Playing catch-up with ‘bigs’ won’t serve community bankers well

Lee Wetherington

The problem with community banks, according to a much criticized article in the Wall Street Journal, is that their ability to deliver the tech tools customers supposedly want pales when compared to the nation’s largest banks. And though core providers and fintech startups scramble to deliver feature after feature as bankers try to compete, it’s a race community bankers not only cannot win but should not even be running.

Community bankers instead ought to focus on delivering the best digital at the moment of a customer’s greatest need. “Anything more and you detract from the personal,” said Lee Wetherington, director of strategic insights for Jack Henry & Associates, who delivered a tech-focused keynote at the kickoff off ICBA Live, the annual convention of the Independent Community Bankers of America, underway this week in Nashville.

Wetherington’s address served as an entree for ICBA to introduce the eight finalists of its ThinkTECH Accelerator program. 

The belief that technology is the be-all and end-all of service delivery has become something of a trap. “The goal of fintech is to improve the customer experience,” Wetherington said, adding that the No. 1 objective for community bankers with technology is to find that middle place between no tech tools at all, and a total tech experience that removes human interaction. “You want to automate,” but don’t copy the lead of the big banks, which are in the process of “bot-omation.” 

“You will cut your own heart out if you bot-omize too much,” Wetherington said. “Technology is supposed to minimize the mundane in order to maximize the meaningful.” Where the opportunity lies is in differentiation, especially as digital banking becomes standardized and commoditized. “There are things that can be automated that you should not automate,” he said. “Remember, the base unit of community banking is the relationship between two real people.”

That’s especially critical when people are in a financial crisis. And with some 70 percent of Americans living paycheck to paycheck, a crisis can be something as simple as a broken car. Distressed customers will never appreciate being forced to interact with a bot, he said. 
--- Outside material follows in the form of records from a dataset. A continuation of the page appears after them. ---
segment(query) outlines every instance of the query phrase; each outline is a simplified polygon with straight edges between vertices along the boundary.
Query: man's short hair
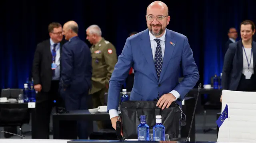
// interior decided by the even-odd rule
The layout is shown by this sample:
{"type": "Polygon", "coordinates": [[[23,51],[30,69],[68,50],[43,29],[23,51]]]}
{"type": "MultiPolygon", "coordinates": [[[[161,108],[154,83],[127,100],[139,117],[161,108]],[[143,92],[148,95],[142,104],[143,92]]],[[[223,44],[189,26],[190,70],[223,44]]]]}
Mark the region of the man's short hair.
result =
{"type": "Polygon", "coordinates": [[[135,35],[135,34],[137,34],[137,33],[138,33],[137,32],[133,31],[133,32],[130,33],[130,34],[129,34],[129,36],[131,36],[132,35],[135,35]]]}
{"type": "Polygon", "coordinates": [[[70,29],[73,31],[75,33],[78,33],[78,27],[76,25],[70,25],[70,29]]]}
{"type": "Polygon", "coordinates": [[[52,32],[53,31],[53,29],[54,29],[54,28],[58,28],[62,26],[62,25],[59,23],[51,23],[49,24],[49,25],[48,26],[48,31],[49,33],[52,32]]]}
ICBA’s ThinkTECH Accelerator program kicked off at the end of October with 190 companies filing applications to participate, said Kevin Tweddle, ICBA’s chief operating officer. The goal of the program is to educate community bankers, foster collaboration between tech entrepreneurs, industry subject matter experts and regulators, and accelerate solutions geared to the specific needs of the community financial institution. At the end of the program, the eight finalists were each given eight minutes to present on their products and bankers were invited to reach out to receive demos.